Where would you like to see DSA go in the next period?

Chris: I like to think back to the old Socialist Party, the one time where we had an actual mass American socialist movement. At its height, it had something like [a] hundred and—what?—twelve thousand members. If we wanted to reach that level proportionately, we’d have to reach something like three hundred [thousand] plus members. I would love us to try to approximate that level. I think DSA should be less a kind of a container in which a movement of movements occurs and people kind of just do their own thing and whatever ideas best rise in this marketplace of organizing, if you want to call it that. I would like us to get towards something more along the lines of the new political formations that we’ve seen emerging in various other countries around the world, whether that’s the Momentum movement inside the British Labour Party, Podemos in Spain, or La France Insoumise.

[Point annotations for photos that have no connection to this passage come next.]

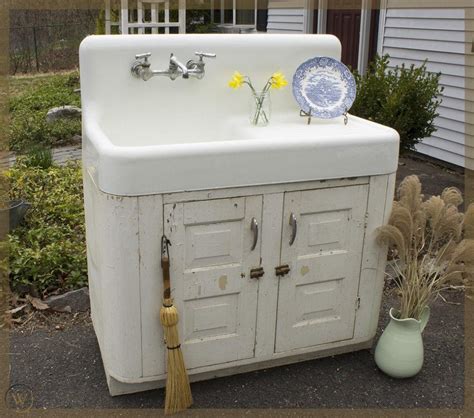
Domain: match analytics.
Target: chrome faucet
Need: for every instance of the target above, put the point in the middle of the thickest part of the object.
(196, 68)
(141, 67)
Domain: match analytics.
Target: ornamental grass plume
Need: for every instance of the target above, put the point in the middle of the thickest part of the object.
(432, 242)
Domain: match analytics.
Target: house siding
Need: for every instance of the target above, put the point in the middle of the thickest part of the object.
(285, 19)
(439, 35)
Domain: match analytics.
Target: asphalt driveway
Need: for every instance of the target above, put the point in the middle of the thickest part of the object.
(64, 370)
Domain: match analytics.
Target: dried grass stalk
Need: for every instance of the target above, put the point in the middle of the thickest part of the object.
(433, 243)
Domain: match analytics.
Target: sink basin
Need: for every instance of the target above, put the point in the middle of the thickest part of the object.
(165, 136)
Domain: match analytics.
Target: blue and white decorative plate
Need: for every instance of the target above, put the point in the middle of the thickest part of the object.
(325, 87)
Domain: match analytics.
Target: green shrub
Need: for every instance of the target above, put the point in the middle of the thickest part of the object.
(28, 109)
(404, 98)
(48, 251)
(39, 156)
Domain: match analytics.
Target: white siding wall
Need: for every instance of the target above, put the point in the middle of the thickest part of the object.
(413, 35)
(282, 20)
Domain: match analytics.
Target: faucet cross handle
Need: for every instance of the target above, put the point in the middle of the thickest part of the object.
(201, 55)
(144, 57)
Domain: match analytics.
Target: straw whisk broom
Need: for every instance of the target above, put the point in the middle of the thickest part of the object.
(178, 391)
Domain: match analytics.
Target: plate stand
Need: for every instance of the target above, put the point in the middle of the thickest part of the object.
(303, 114)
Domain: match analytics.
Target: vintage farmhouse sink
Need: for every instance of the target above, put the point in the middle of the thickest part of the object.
(273, 257)
(162, 136)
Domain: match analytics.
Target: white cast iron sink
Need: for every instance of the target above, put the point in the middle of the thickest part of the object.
(164, 136)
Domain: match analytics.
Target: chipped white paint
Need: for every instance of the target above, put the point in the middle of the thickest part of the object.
(202, 181)
(229, 322)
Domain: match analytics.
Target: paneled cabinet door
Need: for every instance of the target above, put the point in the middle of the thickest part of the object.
(215, 244)
(317, 298)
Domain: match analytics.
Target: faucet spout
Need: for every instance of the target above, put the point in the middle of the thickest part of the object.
(174, 62)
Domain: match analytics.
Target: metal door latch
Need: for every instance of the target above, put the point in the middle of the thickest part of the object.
(256, 273)
(282, 270)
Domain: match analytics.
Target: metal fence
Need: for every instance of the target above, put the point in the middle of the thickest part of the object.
(51, 47)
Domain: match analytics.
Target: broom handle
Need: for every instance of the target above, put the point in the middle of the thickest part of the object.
(165, 265)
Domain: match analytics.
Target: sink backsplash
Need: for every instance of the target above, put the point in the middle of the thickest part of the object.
(128, 104)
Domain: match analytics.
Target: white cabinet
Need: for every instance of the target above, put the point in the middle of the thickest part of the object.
(261, 276)
(216, 247)
(210, 259)
(322, 245)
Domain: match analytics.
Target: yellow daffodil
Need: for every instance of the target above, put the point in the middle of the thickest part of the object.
(278, 80)
(236, 81)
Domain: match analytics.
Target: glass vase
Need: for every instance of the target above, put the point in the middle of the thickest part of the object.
(260, 108)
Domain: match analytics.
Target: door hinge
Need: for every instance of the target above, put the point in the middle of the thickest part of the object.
(366, 220)
(282, 270)
(256, 273)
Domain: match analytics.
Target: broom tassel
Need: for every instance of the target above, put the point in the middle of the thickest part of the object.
(178, 391)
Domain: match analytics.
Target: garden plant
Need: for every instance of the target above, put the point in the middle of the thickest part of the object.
(404, 98)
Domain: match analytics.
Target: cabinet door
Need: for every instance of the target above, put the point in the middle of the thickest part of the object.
(317, 299)
(211, 257)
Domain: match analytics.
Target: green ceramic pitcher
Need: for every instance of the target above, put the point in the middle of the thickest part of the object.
(399, 351)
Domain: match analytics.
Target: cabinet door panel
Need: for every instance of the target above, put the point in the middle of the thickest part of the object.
(316, 301)
(211, 258)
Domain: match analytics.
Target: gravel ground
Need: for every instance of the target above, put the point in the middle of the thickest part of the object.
(64, 369)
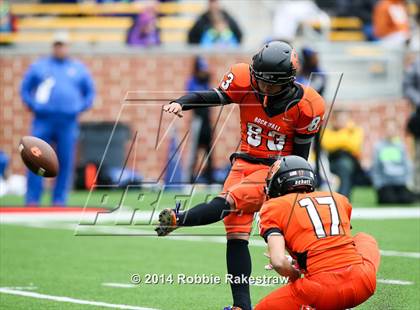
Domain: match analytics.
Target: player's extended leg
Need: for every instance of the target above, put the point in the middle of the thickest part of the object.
(364, 282)
(283, 298)
(248, 196)
(66, 141)
(42, 130)
(203, 213)
(367, 246)
(249, 200)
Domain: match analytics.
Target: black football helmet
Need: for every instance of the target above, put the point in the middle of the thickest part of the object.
(290, 174)
(276, 64)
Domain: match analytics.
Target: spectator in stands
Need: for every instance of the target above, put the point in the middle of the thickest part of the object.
(390, 22)
(310, 72)
(343, 142)
(219, 34)
(391, 170)
(214, 17)
(7, 20)
(200, 128)
(364, 9)
(290, 14)
(411, 89)
(143, 32)
(414, 45)
(57, 89)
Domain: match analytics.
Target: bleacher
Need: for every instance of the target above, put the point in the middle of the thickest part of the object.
(94, 23)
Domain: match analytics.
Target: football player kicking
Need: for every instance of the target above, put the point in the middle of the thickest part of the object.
(278, 117)
(314, 227)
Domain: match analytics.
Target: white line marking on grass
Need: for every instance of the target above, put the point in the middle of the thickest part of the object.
(25, 288)
(400, 254)
(118, 230)
(125, 215)
(121, 285)
(5, 290)
(395, 282)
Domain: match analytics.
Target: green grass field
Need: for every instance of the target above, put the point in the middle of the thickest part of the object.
(51, 260)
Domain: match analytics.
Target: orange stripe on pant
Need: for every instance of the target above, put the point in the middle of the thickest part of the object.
(336, 289)
(245, 184)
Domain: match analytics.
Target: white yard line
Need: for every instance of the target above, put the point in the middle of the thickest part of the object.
(394, 282)
(9, 291)
(118, 230)
(125, 215)
(400, 254)
(119, 285)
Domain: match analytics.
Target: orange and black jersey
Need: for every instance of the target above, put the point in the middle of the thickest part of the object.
(270, 132)
(316, 228)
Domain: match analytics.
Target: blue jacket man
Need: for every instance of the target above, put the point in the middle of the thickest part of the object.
(57, 89)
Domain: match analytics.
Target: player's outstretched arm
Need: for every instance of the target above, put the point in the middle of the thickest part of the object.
(198, 99)
(278, 259)
(173, 107)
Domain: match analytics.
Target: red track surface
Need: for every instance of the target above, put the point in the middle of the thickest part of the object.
(48, 209)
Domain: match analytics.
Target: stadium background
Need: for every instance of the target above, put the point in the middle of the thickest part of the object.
(370, 92)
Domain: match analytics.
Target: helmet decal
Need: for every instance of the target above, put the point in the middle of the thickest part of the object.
(294, 59)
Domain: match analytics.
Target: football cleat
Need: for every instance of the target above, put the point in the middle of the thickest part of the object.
(168, 220)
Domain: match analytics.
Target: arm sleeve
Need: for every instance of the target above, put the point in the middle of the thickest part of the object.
(29, 84)
(88, 89)
(270, 220)
(201, 99)
(311, 115)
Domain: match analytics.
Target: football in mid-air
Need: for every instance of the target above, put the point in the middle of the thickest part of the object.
(38, 156)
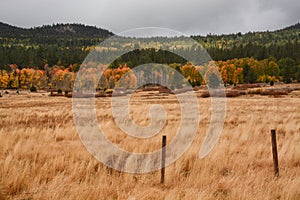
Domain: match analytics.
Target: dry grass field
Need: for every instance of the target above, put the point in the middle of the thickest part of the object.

I would like us to get towards something more along the lines of the new political formations…emerging…inside the British Labour Party, Podemos in Spain, or La France Insoumise.

Cea: I think our organization needs to become more diverse. I think it’s great that it’s an organization of millennials, but I do think it also needs to be an organization that’s diverse in many different ways. I want us to get to a place where it’s relevant and possible to fight for a new public housing program. I want to be able to make deep economic shifts to make an immediate impact on climate. I want us to win some other stuff besides elections.

Anthony: DSA has to identify what it does and show how it does it and then prove why it works to continue increasing its ranks. Instead of explaining socialism as this alternative track, just communicate socialism as really the only way. We know this is the only way forward for the world we want and know it is possible.